Sessions & Persistence
A session is the agent's lifetime — from boot to shutdown. Threads live inside sessions. Requests live inside threads. Understanding what persists at each level is what makes the difference between an agent that executes and one that compounds.
What a session is
When you run axon, a session starts. When you close it, the session ends. Everything
that happens in between — every exchange, every tool call, every file written — belongs
to that session.
The three session shapes have different lifetimes:
axon # TUI — session lasts until you close axon
axon run scout # Script — session lasts for the duration of one script run
axon deploy # Cloud — persistent session across all requests
The cloud shape is the one that surprises people. With min: 1 (keep-warm), your agent
runs as a single long-lived process — every API call, every incoming request is threaded
into that persistent session. With min: 0 (scale to zero, the default), the container
restarts on the next request after an idle period. The session restarts too.
What doesn't restart either way: data/. Thread history, knowledge files, and anything
the agent has written survive cold starts, restarts, and redeployments. The session is
ephemeral. The folder is not.
What persists
Three layers, each with different ownership:
Thread history
The runtime writes every session to data/sessions/ as a JSONL trace — every entry,
every tool call, every model output, billing included. Named threads resume with full
prior context by loading this trace. This is automatic. You don't manage it.
// run 1
const project = axon.thread("project-alpha")
await project.request("what schema approach should we use?")
// run 2 — next day, same thread name
const project = axon.thread("project-alpha")
await project.request("what did we decide about the schema?")
// agent loads the prior session trace — full context restored
Knowledge files
data/knowledge/ is yours by convention. Scripts write here during execution. The agent
reads here at boot. It is deliberate, accumulated memory — the agent mapping what it has
learned about a domain, a codebase, a set of rules.
// src/scripts/learn.ts
const result = await axon.request({ prompt: [context, learnPrompt] })
const match = result.text.match(/```knowledge\n([\s\S]*?)```/)
if (match) {
await writeFile("data/knowledge/domains/tracing.md", match[1].trim())
}
Next boot, boot.vue loads that file. The agent arrives pre-oriented. It doesn't start
from scratch — it starts from where it left off.
The folder itself
In prod, data/ is backed by GCS. The API is identical. The agent calls writeFile
the same way locally and in the cloud — the runtime maps the path to durable storage
transparently. No cloud storage SDK. No environment checks. It just works.
This means knowledge accumulated in a prod session survives restarts, redeployments, and scaling events. The folder is not just source — it is live runtime state.
The progression
Most agents are stateless execution units. Axon agents can compound.
Passive persistence. The runtime writes session traces automatically. Thread history survives. The agent remembers what happened because the JSONL is there.

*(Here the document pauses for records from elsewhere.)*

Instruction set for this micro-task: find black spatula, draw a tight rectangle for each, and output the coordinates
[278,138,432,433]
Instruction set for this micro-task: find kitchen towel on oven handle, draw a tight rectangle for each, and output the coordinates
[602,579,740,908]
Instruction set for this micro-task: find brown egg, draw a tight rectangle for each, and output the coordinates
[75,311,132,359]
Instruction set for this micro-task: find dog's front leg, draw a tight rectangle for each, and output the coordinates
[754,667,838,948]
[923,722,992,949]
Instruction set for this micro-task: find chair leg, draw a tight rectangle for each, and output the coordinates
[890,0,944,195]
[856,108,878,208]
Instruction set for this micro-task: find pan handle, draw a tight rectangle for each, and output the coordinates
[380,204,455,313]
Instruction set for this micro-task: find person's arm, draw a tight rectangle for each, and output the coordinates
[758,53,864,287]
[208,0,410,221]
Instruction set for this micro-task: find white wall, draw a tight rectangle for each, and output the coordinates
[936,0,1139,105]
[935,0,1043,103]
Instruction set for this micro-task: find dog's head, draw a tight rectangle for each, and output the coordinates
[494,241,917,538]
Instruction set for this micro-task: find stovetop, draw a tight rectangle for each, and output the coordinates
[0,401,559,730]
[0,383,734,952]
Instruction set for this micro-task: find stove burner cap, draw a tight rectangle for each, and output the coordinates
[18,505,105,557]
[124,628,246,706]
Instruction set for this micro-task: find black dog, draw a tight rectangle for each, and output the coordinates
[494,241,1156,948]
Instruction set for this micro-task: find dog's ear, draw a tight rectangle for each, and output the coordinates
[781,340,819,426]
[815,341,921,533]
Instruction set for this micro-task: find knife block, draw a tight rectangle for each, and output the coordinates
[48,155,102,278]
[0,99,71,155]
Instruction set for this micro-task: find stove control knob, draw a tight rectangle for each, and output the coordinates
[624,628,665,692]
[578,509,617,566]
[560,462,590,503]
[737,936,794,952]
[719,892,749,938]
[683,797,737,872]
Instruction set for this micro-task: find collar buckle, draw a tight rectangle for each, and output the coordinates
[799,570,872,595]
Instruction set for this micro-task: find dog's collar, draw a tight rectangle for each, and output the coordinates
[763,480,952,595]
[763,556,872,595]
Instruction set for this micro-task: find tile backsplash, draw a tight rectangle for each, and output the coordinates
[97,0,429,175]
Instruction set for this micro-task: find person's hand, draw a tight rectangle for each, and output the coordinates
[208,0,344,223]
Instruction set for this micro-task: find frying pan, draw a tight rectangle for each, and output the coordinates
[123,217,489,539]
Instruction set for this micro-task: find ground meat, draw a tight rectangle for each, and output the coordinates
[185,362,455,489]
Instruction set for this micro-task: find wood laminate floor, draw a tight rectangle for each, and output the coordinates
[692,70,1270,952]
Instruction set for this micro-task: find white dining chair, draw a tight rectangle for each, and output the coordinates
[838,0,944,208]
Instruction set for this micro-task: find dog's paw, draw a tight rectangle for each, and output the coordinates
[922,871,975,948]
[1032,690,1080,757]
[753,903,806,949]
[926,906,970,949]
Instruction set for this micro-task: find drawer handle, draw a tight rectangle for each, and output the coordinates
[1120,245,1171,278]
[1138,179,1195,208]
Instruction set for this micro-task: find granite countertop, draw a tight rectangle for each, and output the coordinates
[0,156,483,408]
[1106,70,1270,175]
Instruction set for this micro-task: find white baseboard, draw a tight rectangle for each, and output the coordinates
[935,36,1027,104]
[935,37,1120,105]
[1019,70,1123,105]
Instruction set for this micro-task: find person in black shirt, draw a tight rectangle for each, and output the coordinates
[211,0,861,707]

Active accumulation. Scripts write to data/knowledge/. The agent maps a domain,
writes a file, loads it next boot. Memory that grows deliberately over time.
Capability expansion. Policy permitting, the agent writes a new tool to src/tools/
or installs a module. Next session it has a capability it didn't have before. It didn't
just remember — it grew.
Cross-session shared state. The .agents/ workspace standard lets knowledge and
tools be shared across agents in the same repo. An agent writes a shared tool, another
picks it up. Collective memory across a fleet of agents working the same codebase.
Each level builds on the last. None of them require you to implement anything — the folder is the interface. The agent writes files. The runtime handles the rest.